McClain has the better argument. True, if the May 2021 modifications are rejected, the 2013 written delivery sentence will not follow the intent of the court at the time of oral sentencing because McClain will serve only 48 months after his state sentence. (At least on paper—in reality McClain has served more than that because he was incarcerated throughout this appeal.) But that does not mean that the sentence contains a "clerical error." Rule 36 is not intended to fix "errors made by the court itself." United States v. Daddino , 5 F.3d 262, 264 (7th Cir. 1993) (per curiam).
Here, the district court made errors in its imposition and modification of the distribution sentence, including by adopting the agreed changes in February 2021. The court was not entitled to use the government's motion in May to offset the error by adding 18 months back onto McClain's federal time by adjusting the delivery sentence.
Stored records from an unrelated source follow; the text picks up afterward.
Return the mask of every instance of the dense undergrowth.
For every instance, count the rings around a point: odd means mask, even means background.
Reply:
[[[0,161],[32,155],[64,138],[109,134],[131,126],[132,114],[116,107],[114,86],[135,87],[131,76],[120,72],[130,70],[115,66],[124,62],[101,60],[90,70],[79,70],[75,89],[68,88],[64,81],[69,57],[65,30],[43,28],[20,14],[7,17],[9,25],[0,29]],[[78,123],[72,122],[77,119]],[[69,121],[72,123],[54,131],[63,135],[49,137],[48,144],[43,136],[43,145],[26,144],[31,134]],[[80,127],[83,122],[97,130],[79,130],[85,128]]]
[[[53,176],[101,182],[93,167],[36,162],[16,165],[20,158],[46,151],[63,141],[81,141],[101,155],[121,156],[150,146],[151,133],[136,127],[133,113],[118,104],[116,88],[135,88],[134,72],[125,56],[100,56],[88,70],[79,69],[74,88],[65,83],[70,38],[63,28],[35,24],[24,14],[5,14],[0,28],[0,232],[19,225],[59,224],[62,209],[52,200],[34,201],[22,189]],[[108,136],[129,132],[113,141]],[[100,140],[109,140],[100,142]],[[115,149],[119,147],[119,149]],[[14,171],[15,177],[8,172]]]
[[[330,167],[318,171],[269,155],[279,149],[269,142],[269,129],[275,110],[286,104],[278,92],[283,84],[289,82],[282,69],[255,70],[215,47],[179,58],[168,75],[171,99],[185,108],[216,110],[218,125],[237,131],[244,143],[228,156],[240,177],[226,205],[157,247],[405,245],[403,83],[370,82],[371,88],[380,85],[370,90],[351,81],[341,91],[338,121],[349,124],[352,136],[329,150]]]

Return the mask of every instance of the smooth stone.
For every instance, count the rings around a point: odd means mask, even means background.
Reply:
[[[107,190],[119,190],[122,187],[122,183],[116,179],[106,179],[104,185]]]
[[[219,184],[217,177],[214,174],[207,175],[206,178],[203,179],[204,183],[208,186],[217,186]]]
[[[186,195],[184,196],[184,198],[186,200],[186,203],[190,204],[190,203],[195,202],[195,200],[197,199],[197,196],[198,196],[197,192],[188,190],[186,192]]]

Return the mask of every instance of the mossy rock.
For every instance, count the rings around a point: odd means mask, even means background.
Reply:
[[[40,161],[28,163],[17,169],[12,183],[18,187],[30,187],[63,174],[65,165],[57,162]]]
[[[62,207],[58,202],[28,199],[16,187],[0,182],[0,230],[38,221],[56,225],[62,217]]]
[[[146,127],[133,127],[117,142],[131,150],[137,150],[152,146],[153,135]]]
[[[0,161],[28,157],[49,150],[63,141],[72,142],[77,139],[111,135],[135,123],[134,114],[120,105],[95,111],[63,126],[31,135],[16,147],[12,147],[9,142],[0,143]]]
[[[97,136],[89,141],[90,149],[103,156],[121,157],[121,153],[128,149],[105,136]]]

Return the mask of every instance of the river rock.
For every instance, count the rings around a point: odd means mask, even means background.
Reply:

In 2013, the district court had bundled the two sentences, but the modifications to the distribution sentence unbundled them; some justification specific to the delivery sentence was therefore required. There was none. Any inconsistency in the delivery sentence is invisible without also considering the 2013 distribution sentence.
Accordingly, we VACATE both amended judgments, and REMAND with instructions to reinstate the last sentence in each case: the February 2021 distribution sentence, and the 2013 revocation sentence in the delivery case.